By Susan Tallant/reporter

Special thanks to Schakolad Chocolate Factory for the chocolate bear and Christmas tree. Schakolad is at 106 E. 4th St. in Sundance Square.  Photo by Patrick Cusack/The Collegian
Special thanks to Schakolad Chocolate Factory for the chocolate bear and Christmas tree. Schakolad is at 106 E. 4th St. in Sundance Square. Photo by Patrick Cusack/The Collegian

Nibble, crunch, chew, gnaw, chomp—all are ways to enjoy the all-American favorite treat—COOKIES.

With Christmas quickly approaching, families will dust off those traditions of gathering to make the treats that grace most family tables or sideboards during the holidays.

Who does not like cookies? With hundreds and hundreds of recipes available, everyone’s taste can be met with a cookie of some sort.

To celebrate the occasion, The Collegian staff gathered cookies and treats from across the metroplex to illustrate the goodies just awaiting the seasoned shopper who would rather buy than bake. All treats await the anti-Betty Crocker consumer or the Martha Stewart wannabe.

Bake ’em or buy ’em—it’s your choice, but meanwhile, the history of the baked treats awaits those seeking such knowledge.

A cookie can be any variety of flour-based sweet cake. Called by several names in various countries, the cookie can be soft or crisp.

The treats, however, date to seventh century Persia, or Iran, and eventually the ingredients used for the cakes spread with the spice traders to Europe.

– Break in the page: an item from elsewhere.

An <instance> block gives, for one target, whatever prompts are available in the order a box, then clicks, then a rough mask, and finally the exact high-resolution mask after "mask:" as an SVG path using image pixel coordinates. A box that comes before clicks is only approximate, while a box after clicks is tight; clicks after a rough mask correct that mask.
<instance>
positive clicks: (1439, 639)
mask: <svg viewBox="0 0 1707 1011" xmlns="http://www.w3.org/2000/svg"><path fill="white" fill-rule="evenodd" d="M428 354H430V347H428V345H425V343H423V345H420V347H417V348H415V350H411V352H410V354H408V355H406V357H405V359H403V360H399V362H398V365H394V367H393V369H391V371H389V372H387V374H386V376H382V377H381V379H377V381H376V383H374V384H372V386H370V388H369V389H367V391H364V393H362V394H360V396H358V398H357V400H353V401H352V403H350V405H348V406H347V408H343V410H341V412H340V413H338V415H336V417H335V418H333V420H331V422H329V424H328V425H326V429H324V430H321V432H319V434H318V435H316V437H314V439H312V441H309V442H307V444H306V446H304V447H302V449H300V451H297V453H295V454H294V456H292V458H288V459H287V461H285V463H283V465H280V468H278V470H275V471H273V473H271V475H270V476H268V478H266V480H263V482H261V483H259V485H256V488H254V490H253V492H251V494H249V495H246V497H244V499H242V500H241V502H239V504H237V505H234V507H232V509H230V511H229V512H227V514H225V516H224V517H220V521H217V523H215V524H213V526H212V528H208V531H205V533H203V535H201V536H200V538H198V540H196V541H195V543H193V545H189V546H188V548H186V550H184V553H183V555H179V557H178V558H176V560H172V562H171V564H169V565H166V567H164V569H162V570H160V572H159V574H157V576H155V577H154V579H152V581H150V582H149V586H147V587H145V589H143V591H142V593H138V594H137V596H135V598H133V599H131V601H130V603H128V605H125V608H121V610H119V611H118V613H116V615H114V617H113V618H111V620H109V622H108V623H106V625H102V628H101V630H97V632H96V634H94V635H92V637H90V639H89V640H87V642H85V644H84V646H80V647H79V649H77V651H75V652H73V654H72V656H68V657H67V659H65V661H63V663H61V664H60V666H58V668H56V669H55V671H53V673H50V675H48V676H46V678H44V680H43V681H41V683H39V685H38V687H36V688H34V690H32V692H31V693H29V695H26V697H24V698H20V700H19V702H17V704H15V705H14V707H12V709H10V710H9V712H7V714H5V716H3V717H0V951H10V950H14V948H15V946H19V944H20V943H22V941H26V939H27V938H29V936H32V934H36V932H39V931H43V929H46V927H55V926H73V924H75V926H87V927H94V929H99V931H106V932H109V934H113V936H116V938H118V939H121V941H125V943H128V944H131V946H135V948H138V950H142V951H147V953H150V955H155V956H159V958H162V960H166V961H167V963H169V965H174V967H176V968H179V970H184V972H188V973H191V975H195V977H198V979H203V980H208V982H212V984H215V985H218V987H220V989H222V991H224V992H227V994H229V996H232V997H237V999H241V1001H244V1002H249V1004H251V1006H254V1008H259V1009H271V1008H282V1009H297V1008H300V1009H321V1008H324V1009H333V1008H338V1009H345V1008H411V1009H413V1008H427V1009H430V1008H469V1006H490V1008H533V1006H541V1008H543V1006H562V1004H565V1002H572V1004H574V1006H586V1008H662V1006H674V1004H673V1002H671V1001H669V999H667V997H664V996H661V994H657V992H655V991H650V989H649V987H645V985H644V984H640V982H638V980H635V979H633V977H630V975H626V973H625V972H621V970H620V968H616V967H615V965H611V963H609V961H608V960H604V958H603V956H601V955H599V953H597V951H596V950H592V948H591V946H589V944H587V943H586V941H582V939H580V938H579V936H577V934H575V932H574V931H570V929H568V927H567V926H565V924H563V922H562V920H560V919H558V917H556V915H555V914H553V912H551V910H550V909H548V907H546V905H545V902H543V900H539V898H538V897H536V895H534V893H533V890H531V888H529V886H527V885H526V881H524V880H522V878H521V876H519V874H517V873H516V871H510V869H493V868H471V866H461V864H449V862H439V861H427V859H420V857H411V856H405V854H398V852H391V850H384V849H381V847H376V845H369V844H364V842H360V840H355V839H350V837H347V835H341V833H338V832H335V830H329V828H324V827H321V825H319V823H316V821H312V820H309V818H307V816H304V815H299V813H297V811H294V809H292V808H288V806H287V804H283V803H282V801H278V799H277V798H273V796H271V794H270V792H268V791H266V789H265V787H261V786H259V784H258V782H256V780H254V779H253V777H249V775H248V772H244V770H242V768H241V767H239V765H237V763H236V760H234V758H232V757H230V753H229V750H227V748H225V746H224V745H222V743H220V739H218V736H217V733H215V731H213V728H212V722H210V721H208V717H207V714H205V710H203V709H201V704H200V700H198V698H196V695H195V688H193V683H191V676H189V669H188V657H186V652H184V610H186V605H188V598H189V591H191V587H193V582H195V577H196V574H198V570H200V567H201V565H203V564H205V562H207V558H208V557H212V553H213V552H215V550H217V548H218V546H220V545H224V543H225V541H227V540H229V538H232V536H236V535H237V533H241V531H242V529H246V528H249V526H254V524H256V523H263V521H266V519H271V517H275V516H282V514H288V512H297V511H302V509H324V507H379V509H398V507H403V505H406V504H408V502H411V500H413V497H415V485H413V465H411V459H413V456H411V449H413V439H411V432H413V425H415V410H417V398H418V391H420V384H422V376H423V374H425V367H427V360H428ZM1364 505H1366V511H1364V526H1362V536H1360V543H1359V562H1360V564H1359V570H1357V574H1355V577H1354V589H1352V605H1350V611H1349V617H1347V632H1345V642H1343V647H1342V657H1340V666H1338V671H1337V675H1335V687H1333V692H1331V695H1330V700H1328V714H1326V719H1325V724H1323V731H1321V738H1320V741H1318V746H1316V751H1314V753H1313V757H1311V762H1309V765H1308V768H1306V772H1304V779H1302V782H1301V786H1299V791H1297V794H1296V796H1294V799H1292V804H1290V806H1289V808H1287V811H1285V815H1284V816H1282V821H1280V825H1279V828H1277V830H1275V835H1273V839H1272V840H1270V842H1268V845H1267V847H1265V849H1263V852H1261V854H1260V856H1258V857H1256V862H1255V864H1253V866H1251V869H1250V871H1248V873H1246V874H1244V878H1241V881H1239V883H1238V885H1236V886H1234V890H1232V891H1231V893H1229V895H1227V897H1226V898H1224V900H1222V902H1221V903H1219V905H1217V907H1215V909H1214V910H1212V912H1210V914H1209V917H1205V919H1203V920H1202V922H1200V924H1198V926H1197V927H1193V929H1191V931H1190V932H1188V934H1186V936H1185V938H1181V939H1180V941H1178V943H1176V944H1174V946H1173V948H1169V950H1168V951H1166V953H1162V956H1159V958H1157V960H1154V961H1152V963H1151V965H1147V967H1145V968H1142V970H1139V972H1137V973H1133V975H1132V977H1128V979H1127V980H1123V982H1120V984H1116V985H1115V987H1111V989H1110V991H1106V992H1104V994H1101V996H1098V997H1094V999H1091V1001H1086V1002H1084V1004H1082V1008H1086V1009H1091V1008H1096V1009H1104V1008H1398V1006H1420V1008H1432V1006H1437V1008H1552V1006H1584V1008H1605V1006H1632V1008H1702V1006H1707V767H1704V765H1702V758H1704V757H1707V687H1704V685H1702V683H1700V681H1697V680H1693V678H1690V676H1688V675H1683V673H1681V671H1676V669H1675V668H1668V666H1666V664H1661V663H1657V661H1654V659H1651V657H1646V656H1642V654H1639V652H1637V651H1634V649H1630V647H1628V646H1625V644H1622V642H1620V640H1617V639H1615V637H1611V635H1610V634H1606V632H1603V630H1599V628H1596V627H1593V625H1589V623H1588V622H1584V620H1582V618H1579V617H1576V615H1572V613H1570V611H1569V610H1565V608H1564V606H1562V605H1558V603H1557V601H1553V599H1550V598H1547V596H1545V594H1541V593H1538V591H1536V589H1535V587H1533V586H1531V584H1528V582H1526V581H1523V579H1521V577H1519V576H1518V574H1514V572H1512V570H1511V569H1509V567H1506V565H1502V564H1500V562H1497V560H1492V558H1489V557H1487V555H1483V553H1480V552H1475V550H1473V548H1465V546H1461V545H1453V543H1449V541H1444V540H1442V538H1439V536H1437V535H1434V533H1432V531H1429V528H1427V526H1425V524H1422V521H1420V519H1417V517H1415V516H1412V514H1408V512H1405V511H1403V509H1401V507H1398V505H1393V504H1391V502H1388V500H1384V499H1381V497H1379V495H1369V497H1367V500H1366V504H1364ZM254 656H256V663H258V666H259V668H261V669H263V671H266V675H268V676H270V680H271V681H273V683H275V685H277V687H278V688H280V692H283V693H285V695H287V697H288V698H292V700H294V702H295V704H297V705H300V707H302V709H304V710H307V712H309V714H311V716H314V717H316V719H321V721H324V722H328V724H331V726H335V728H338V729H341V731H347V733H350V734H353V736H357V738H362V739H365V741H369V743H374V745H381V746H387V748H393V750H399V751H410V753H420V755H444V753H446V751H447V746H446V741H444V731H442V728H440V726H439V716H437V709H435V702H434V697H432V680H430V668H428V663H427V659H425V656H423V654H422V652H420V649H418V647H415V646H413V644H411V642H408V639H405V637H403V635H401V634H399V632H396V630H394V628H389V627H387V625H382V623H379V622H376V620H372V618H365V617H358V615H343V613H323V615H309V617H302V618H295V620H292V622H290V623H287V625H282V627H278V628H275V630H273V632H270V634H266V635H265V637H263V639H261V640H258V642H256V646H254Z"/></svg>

In America, the first cookbook to mention recipes for all kinds of cakes appeared in the 1796 cookbook, American Cookery. Amelia Simmons included two recipes for cookies, one simply for Cookies and the other for Christmas Cookey.

Today, no one book could hold the thousands of recipes available for the favorite of all treats.

The chocolate chip cookie remains the most popular type of American cookie among cookie connoisseurs.

Ruth Graves Wakefield of Whitman, Mass., ran the Toll House Restaurant where stagecoach passengers ate a meal while horses were changed and a toll was taken for the use of the highway between Boston and New Bedford.

Wakefield’s favorite recipe was for Butter Drop Do cookies, which called for baker’s chocolate. One day she found herself without baker’s chocolate and substituted chopped up pieces of semisweet chocolate.

Believing the chocolate would melt during the cooking process, Wakefield was surprised to find the chunks of chocolate held their shape. She called her new creation the Toll House Crunch Cookie.

The Wakefield family sold the restaurant in 1966, and it burned down in 1984.

Regardless of what sharpens that sweet tooth for you, Christmas treats are abundant.

Happy holidays from The Collegian staff.